09 Jan 2012

Best of Lost: The Gerry-Mander

As I am still in the final stretch of finishing up my scandal book of Capitol Hill, it seems appropriate that this weeks rerun is one of the scandals that will feature prominently in my book. Look for new columns starting in two weeks, and the book to be released Friday, April 13.

With all the discussion about redistricting, and how the boundaries are not being drawn to keep neighborhoods together but rather for other political considerations, it brings to mind the good old American tradition of gerrymandering, a tradition almost as old as the United States – and one that has, of course, a Capitol Hill connection.


In 1812, the Massachusetts needed to redraw the state’s districts, and – in order to keep the current governor’s party in power – proceeded to make a number of very strange-looking districts into which all the Federalists were packed, ensuring that the Governor’s Democratic-Republican party would win all the rest of the districts and thus stay in power.

One particular district, near Boston, was deemed to resemble a Salamander, and this gave rise to a famous political cartoon, which gave the district claws, wings, and a sharp-teethed mouth. Its name? A combination of salamander and the governor Elbridge Gerry’s name: The Gerry-Mander.

The cartoon was widely reprinted in Federalist-supporting newspapers across the state, and soon the word had entered the vernacular at gerrymander. (Though the governor’s name was pronounced with a hard g, ‘gerrymander’ for some reason starts with a soft g)


The Gerry-Mander cartoon as printed in the Boston Gazette on March 26, 1812. Neither the originator of the word Gerry-Mander, nor the author of this cartoon has ever been determined (Wikipedia)
For all the good that it might have done for his party, the redistricting did not do Gerry any good: He was defeated in his attempt to seek a third one-year term in 1812.

Instead, he found himself picked for greater things when James Madison picked him as his vice president.

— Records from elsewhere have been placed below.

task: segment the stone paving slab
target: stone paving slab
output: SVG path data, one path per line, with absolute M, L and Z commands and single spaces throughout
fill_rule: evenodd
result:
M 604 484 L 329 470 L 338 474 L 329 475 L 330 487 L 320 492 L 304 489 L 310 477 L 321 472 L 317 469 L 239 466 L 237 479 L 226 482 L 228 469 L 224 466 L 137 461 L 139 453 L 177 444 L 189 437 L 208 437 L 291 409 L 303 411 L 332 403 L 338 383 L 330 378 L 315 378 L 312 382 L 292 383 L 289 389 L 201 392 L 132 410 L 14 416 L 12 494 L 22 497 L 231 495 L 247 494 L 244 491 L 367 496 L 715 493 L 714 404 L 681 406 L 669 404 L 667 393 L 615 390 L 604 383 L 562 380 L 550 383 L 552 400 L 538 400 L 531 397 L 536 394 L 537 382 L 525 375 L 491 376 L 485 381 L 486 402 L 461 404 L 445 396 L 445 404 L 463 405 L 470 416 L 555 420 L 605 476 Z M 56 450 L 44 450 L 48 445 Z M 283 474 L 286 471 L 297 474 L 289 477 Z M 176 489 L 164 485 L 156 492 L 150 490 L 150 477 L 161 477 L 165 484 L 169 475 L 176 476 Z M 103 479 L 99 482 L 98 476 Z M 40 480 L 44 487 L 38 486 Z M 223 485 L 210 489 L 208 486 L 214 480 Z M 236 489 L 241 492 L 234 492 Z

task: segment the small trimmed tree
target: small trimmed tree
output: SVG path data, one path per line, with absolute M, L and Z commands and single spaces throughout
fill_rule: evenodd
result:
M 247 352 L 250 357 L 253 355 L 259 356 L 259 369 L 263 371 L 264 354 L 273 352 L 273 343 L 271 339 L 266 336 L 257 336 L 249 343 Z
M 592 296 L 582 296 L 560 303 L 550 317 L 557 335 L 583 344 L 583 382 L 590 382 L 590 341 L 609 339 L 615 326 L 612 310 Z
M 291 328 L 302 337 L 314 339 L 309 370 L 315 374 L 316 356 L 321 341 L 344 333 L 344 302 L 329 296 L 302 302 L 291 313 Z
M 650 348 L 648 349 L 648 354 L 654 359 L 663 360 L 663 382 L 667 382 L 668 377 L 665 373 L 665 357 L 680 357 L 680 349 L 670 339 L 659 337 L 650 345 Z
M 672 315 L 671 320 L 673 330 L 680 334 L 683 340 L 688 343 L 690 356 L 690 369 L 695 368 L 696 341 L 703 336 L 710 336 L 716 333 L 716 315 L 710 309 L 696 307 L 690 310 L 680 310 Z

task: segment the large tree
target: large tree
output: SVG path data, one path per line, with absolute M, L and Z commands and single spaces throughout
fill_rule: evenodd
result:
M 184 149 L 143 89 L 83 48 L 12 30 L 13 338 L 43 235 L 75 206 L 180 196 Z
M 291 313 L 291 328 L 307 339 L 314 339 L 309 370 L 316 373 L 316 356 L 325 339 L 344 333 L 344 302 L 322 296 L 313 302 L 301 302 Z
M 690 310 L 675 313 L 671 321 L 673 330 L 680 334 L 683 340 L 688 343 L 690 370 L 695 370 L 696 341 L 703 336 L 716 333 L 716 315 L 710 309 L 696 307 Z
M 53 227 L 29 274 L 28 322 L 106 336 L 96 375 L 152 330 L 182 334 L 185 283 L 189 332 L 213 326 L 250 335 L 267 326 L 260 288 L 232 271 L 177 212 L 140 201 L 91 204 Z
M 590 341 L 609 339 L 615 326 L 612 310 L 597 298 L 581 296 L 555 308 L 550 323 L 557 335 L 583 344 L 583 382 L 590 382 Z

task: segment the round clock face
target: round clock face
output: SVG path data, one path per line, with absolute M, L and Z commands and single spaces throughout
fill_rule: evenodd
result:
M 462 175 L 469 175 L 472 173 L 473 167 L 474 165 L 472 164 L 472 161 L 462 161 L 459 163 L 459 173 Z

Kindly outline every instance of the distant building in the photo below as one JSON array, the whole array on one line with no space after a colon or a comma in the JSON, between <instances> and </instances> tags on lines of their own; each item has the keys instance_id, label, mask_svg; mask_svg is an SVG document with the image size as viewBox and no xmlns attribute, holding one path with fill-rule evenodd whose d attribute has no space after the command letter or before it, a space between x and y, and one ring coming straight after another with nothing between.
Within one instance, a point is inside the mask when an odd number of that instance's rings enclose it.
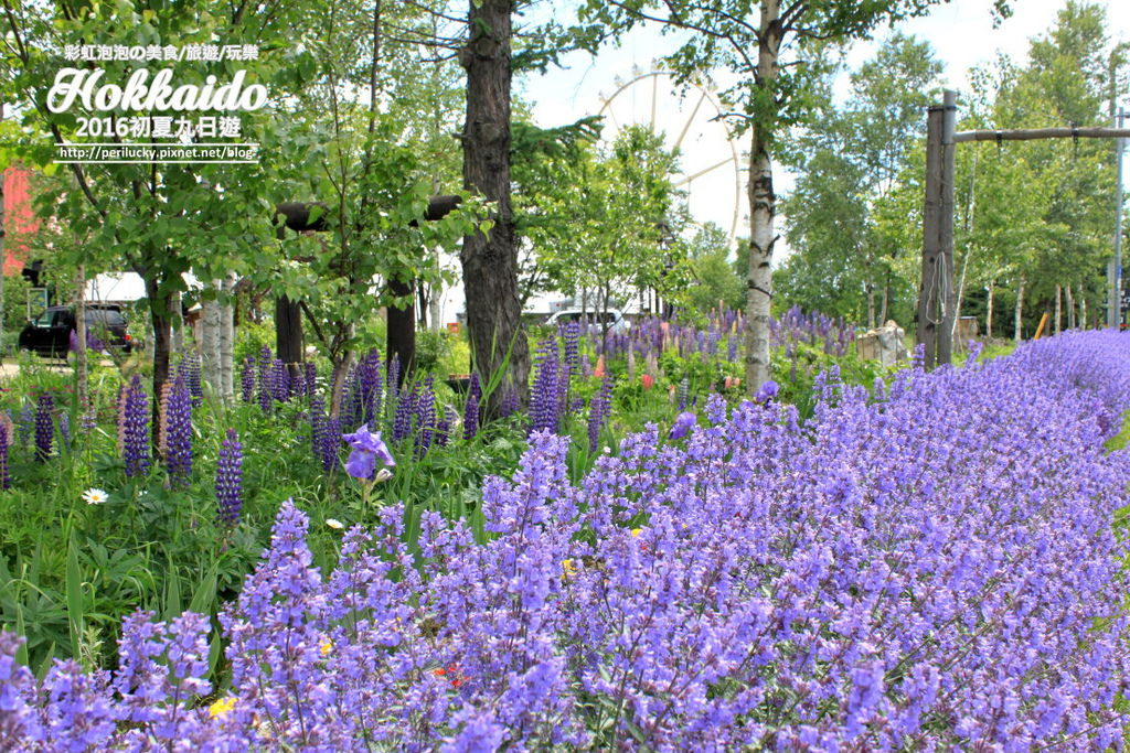
<instances>
[{"instance_id":1,"label":"distant building","mask_svg":"<svg viewBox=\"0 0 1130 753\"><path fill-rule=\"evenodd\" d=\"M28 237L40 230L40 222L32 208L32 170L12 165L3 172L3 273L12 277L25 269L38 268L29 263ZM37 277L37 274L35 275ZM33 283L36 280L33 277Z\"/></svg>"}]
</instances>

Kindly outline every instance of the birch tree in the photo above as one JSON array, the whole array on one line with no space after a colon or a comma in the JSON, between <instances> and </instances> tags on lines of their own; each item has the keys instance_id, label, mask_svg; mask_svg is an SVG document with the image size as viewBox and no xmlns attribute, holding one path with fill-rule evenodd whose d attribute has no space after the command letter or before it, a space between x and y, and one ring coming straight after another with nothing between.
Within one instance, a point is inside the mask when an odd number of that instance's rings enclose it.
<instances>
[{"instance_id":1,"label":"birch tree","mask_svg":"<svg viewBox=\"0 0 1130 753\"><path fill-rule=\"evenodd\" d=\"M683 81L727 69L738 84L722 94L749 148L749 247L746 298L746 386L771 377L771 262L777 240L773 158L782 131L802 122L810 105L815 49L871 33L885 20L920 16L939 0L588 0L584 17L620 32L642 23L681 29L668 55ZM1007 14L1005 0L994 3ZM817 71L818 72L818 71Z\"/></svg>"}]
</instances>

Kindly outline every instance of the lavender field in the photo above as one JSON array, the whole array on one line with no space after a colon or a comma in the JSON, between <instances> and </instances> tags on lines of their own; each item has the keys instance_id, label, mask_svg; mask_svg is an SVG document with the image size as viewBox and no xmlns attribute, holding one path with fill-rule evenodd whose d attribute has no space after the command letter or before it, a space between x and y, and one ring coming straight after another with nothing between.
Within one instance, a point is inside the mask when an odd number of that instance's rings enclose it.
<instances>
[{"instance_id":1,"label":"lavender field","mask_svg":"<svg viewBox=\"0 0 1130 753\"><path fill-rule=\"evenodd\" d=\"M579 481L536 432L488 532L403 510L313 564L286 501L219 618L138 612L120 665L37 682L0 643L0 746L1121 747L1130 338L1072 332L814 417L718 396ZM681 435L684 431L673 431Z\"/></svg>"}]
</instances>

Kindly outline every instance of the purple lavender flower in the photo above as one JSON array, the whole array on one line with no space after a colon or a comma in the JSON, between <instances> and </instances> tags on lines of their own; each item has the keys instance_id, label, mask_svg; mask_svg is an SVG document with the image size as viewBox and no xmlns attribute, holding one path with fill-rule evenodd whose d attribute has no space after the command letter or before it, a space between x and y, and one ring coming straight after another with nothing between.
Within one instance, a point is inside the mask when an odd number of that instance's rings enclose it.
<instances>
[{"instance_id":1,"label":"purple lavender flower","mask_svg":"<svg viewBox=\"0 0 1130 753\"><path fill-rule=\"evenodd\" d=\"M381 432L371 434L367 426L363 426L353 434L341 437L353 452L346 461L346 473L355 479L372 479L376 473L376 462L382 465L395 465L397 462L389 452L388 446L381 439Z\"/></svg>"},{"instance_id":2,"label":"purple lavender flower","mask_svg":"<svg viewBox=\"0 0 1130 753\"><path fill-rule=\"evenodd\" d=\"M243 445L235 429L228 429L219 448L216 464L217 518L234 526L240 520L243 508Z\"/></svg>"},{"instance_id":3,"label":"purple lavender flower","mask_svg":"<svg viewBox=\"0 0 1130 753\"><path fill-rule=\"evenodd\" d=\"M55 404L51 394L40 393L40 399L35 406L35 459L46 463L51 457L51 446L54 441L54 413Z\"/></svg>"},{"instance_id":4,"label":"purple lavender flower","mask_svg":"<svg viewBox=\"0 0 1130 753\"><path fill-rule=\"evenodd\" d=\"M192 479L192 395L184 376L165 385L163 453L168 483L184 489Z\"/></svg>"},{"instance_id":5,"label":"purple lavender flower","mask_svg":"<svg viewBox=\"0 0 1130 753\"><path fill-rule=\"evenodd\" d=\"M149 396L137 374L125 388L121 422L125 475L145 475L149 471Z\"/></svg>"}]
</instances>

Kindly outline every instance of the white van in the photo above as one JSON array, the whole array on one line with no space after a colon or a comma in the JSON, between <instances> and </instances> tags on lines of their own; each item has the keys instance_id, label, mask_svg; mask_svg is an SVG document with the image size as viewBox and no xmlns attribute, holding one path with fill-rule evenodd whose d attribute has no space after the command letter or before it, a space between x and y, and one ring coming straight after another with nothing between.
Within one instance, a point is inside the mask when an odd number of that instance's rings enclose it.
<instances>
[{"instance_id":1,"label":"white van","mask_svg":"<svg viewBox=\"0 0 1130 753\"><path fill-rule=\"evenodd\" d=\"M601 319L601 316L606 317ZM609 308L607 312L582 312L580 308L566 308L557 312L550 316L546 324L550 326L557 326L566 322L586 322L589 324L599 325L601 321L608 323L609 332L625 332L631 325L631 323L624 318L624 312L617 308Z\"/></svg>"}]
</instances>

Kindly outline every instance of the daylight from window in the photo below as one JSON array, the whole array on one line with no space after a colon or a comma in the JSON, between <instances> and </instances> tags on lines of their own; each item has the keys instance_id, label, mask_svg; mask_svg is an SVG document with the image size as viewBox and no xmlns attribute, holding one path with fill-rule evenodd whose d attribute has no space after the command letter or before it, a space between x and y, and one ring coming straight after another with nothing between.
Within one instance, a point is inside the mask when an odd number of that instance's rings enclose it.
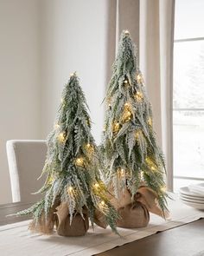
<instances>
[{"instance_id":1,"label":"daylight from window","mask_svg":"<svg viewBox=\"0 0 204 256\"><path fill-rule=\"evenodd\" d=\"M204 180L204 1L175 1L174 188Z\"/></svg>"}]
</instances>

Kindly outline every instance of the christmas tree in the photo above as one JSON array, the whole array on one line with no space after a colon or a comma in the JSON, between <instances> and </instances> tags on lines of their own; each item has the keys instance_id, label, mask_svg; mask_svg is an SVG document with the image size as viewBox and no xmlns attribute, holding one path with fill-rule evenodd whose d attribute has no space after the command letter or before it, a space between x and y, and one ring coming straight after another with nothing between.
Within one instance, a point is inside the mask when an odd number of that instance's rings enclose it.
<instances>
[{"instance_id":1,"label":"christmas tree","mask_svg":"<svg viewBox=\"0 0 204 256\"><path fill-rule=\"evenodd\" d=\"M48 137L48 153L42 174L44 186L38 193L41 201L18 215L33 215L30 228L50 233L55 223L56 209L69 215L69 228L76 214L86 214L92 224L102 214L116 232L118 213L110 204L107 191L99 178L99 152L91 134L91 120L85 95L76 74L65 86L54 130ZM60 207L59 207L60 206ZM66 208L67 209L64 209Z\"/></svg>"},{"instance_id":2,"label":"christmas tree","mask_svg":"<svg viewBox=\"0 0 204 256\"><path fill-rule=\"evenodd\" d=\"M105 180L115 195L128 189L131 198L141 185L151 188L166 209L165 163L157 146L152 110L129 31L123 31L105 97L102 151Z\"/></svg>"}]
</instances>

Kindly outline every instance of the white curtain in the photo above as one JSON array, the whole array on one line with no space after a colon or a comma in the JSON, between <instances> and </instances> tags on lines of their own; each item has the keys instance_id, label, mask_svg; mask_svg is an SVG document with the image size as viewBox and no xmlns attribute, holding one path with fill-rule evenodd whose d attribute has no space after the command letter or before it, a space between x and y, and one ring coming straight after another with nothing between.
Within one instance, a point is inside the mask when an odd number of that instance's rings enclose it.
<instances>
[{"instance_id":1,"label":"white curtain","mask_svg":"<svg viewBox=\"0 0 204 256\"><path fill-rule=\"evenodd\" d=\"M130 30L137 45L140 69L154 114L154 128L166 157L167 187L173 190L172 67L175 0L110 1L109 59L114 59L119 34ZM111 48L110 48L111 47ZM110 62L107 63L110 78Z\"/></svg>"}]
</instances>

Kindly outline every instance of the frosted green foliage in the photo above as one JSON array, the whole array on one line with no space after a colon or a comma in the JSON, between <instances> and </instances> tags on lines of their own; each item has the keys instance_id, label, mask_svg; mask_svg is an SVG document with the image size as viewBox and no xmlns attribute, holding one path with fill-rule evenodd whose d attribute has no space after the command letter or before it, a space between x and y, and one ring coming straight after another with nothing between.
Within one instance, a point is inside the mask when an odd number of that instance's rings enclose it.
<instances>
[{"instance_id":1,"label":"frosted green foliage","mask_svg":"<svg viewBox=\"0 0 204 256\"><path fill-rule=\"evenodd\" d=\"M67 202L71 220L76 212L87 209L91 221L95 210L102 212L115 230L117 212L107 199L99 173L99 152L91 134L91 120L76 74L65 86L54 130L48 137L48 153L42 174L41 201L18 214L32 213L37 222L48 216L57 201Z\"/></svg>"},{"instance_id":2,"label":"frosted green foliage","mask_svg":"<svg viewBox=\"0 0 204 256\"><path fill-rule=\"evenodd\" d=\"M165 163L152 128L152 111L128 31L121 35L105 97L103 146L105 176L116 196L125 186L132 197L145 183L166 208ZM125 182L124 182L124 176Z\"/></svg>"}]
</instances>

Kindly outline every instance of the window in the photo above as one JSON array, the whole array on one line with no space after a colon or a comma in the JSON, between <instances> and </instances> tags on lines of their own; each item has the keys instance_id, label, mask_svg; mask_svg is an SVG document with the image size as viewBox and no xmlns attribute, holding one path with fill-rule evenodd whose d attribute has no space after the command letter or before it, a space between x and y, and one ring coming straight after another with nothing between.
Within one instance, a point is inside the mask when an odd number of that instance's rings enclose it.
<instances>
[{"instance_id":1,"label":"window","mask_svg":"<svg viewBox=\"0 0 204 256\"><path fill-rule=\"evenodd\" d=\"M204 1L175 0L174 187L204 181Z\"/></svg>"}]
</instances>

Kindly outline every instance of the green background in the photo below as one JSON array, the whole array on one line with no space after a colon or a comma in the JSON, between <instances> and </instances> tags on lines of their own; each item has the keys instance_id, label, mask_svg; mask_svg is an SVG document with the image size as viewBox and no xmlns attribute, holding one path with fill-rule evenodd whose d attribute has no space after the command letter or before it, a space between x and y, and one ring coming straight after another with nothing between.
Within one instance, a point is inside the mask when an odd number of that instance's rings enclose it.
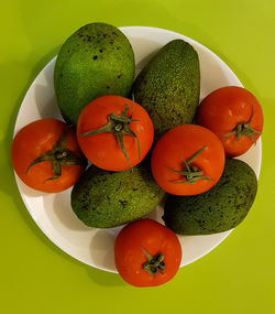
<instances>
[{"instance_id":1,"label":"green background","mask_svg":"<svg viewBox=\"0 0 275 314\"><path fill-rule=\"evenodd\" d=\"M233 69L264 110L258 194L245 223L160 288L134 289L56 248L28 214L10 164L13 127L30 84L68 35L95 21L193 37ZM1 3L1 313L275 313L274 33L273 0Z\"/></svg>"}]
</instances>

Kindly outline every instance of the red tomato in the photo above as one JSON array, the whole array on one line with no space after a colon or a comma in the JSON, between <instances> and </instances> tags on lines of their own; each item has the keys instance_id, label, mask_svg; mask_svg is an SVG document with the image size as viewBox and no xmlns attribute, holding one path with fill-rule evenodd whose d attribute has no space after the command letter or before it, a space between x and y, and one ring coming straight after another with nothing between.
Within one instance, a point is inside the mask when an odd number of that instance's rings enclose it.
<instances>
[{"instance_id":1,"label":"red tomato","mask_svg":"<svg viewBox=\"0 0 275 314\"><path fill-rule=\"evenodd\" d=\"M215 132L228 156L245 153L263 130L263 111L246 89L227 86L209 94L200 104L196 123Z\"/></svg>"},{"instance_id":2,"label":"red tomato","mask_svg":"<svg viewBox=\"0 0 275 314\"><path fill-rule=\"evenodd\" d=\"M74 185L86 165L75 132L55 119L36 120L21 129L11 145L11 161L28 186L47 193Z\"/></svg>"},{"instance_id":3,"label":"red tomato","mask_svg":"<svg viewBox=\"0 0 275 314\"><path fill-rule=\"evenodd\" d=\"M174 195L196 195L219 181L224 167L224 150L208 129L183 124L158 140L151 167L164 191Z\"/></svg>"},{"instance_id":4,"label":"red tomato","mask_svg":"<svg viewBox=\"0 0 275 314\"><path fill-rule=\"evenodd\" d=\"M134 286L160 285L177 273L182 247L169 228L152 219L140 219L119 232L114 261L125 282Z\"/></svg>"},{"instance_id":5,"label":"red tomato","mask_svg":"<svg viewBox=\"0 0 275 314\"><path fill-rule=\"evenodd\" d=\"M84 154L96 166L123 171L144 159L153 143L154 129L140 105L120 96L102 96L80 112L77 138Z\"/></svg>"}]
</instances>

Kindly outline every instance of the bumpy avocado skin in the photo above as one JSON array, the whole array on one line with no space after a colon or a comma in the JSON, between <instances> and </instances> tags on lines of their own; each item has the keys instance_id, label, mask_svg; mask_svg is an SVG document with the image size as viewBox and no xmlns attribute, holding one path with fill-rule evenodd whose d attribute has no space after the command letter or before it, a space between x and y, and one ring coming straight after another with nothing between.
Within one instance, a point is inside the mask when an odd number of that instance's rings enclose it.
<instances>
[{"instance_id":1,"label":"bumpy avocado skin","mask_svg":"<svg viewBox=\"0 0 275 314\"><path fill-rule=\"evenodd\" d=\"M150 113L156 139L170 128L191 123L200 93L197 52L183 40L169 42L139 74L132 93Z\"/></svg>"},{"instance_id":2,"label":"bumpy avocado skin","mask_svg":"<svg viewBox=\"0 0 275 314\"><path fill-rule=\"evenodd\" d=\"M92 99L128 96L134 78L134 53L116 26L90 23L63 44L55 64L54 87L64 119L76 124Z\"/></svg>"},{"instance_id":3,"label":"bumpy avocado skin","mask_svg":"<svg viewBox=\"0 0 275 314\"><path fill-rule=\"evenodd\" d=\"M91 165L74 186L70 204L85 225L111 228L148 214L164 195L143 164L123 172Z\"/></svg>"},{"instance_id":4,"label":"bumpy avocado skin","mask_svg":"<svg viewBox=\"0 0 275 314\"><path fill-rule=\"evenodd\" d=\"M220 181L196 196L169 195L165 225L180 235L210 235L237 227L248 215L257 191L254 171L244 162L227 159Z\"/></svg>"}]
</instances>

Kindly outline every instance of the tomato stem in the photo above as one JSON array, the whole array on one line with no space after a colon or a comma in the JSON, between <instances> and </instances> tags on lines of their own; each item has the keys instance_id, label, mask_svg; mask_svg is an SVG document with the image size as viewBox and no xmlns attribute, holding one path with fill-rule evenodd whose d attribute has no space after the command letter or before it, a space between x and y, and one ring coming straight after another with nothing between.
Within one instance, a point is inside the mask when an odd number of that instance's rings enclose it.
<instances>
[{"instance_id":1,"label":"tomato stem","mask_svg":"<svg viewBox=\"0 0 275 314\"><path fill-rule=\"evenodd\" d=\"M125 104L125 107L123 109L123 111L121 112L121 115L116 115L116 113L110 113L108 116L108 122L102 126L99 129L96 130L91 130L85 133L80 133L81 137L90 137L90 136L96 136L99 133L113 133L114 137L118 140L119 147L123 153L123 155L125 156L130 167L132 167L130 159L128 156L125 147L124 147L124 142L123 142L123 137L124 136L131 136L134 137L136 140L136 145L138 145L138 152L139 152L139 159L141 160L141 150L140 150L140 141L139 138L135 136L135 133L130 129L130 123L131 122L135 122L135 121L140 121L140 120L134 120L132 119L133 116L133 110L134 110L134 100L133 100L133 105L132 105L133 109L132 109L132 115L130 117L127 116L128 110L129 110L129 106L128 104Z\"/></svg>"},{"instance_id":2,"label":"tomato stem","mask_svg":"<svg viewBox=\"0 0 275 314\"><path fill-rule=\"evenodd\" d=\"M152 275L156 275L158 272L163 273L165 270L164 255L157 253L152 257L148 252L146 252L143 248L141 248L144 255L147 258L147 261L142 266L142 269Z\"/></svg>"},{"instance_id":3,"label":"tomato stem","mask_svg":"<svg viewBox=\"0 0 275 314\"><path fill-rule=\"evenodd\" d=\"M200 150L198 150L197 152L195 152L195 154L193 154L187 161L184 160L184 169L182 171L179 170L174 170L174 169L169 169L170 171L174 171L178 174L182 174L185 177L185 181L168 181L170 183L175 183L175 184L195 184L198 180L207 180L207 181L213 181L212 178L210 178L209 176L204 176L204 172L200 171L197 166L195 165L190 165L190 163L207 148L207 145L205 145L204 148L201 148Z\"/></svg>"},{"instance_id":4,"label":"tomato stem","mask_svg":"<svg viewBox=\"0 0 275 314\"><path fill-rule=\"evenodd\" d=\"M253 107L252 107L252 115L251 115L251 118L250 118L250 121L249 122L245 122L245 123L239 123L233 131L229 132L229 133L226 133L226 134L222 134L220 136L220 138L224 138L224 137L231 137L231 136L235 136L235 140L239 141L242 137L249 137L252 139L252 141L254 142L254 144L256 144L256 140L254 138L254 134L261 134L262 132L260 131L256 131L254 129L252 129L250 127L252 120L253 120L253 117L254 117L254 112L253 112Z\"/></svg>"},{"instance_id":5,"label":"tomato stem","mask_svg":"<svg viewBox=\"0 0 275 314\"><path fill-rule=\"evenodd\" d=\"M28 169L26 173L30 169L41 162L51 162L53 166L53 177L48 177L48 180L56 180L62 175L62 167L67 165L79 165L86 164L86 160L77 156L73 151L66 149L66 137L68 133L68 128L65 128L58 141L54 144L53 149L41 154L38 158L33 160Z\"/></svg>"}]
</instances>

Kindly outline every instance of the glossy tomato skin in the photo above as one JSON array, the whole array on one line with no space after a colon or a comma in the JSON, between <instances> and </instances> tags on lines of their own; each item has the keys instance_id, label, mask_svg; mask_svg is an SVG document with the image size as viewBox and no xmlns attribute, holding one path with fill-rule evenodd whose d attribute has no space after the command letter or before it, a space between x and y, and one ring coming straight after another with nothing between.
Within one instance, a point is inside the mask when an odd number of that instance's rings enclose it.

George Clinton, the previous veep, had died in office and Madison picked Gerry, who had in his 68 years been a delegate to the Continental Congress; a member of the Constitutional Convention; and a representative from Massachusetts; as well as being governor.

Unfortunately for Gerry, the office of vice president was no more hospitable to him than it had been for his predecessor, and Gerry died of a heart attack in DC on November 23, 1814.

He was buried in (and here we finally get to the Capitol Hill connection) Congressional Cemetery, and remains there to this day. You can visit him at his grave in Range 29, site 9-11.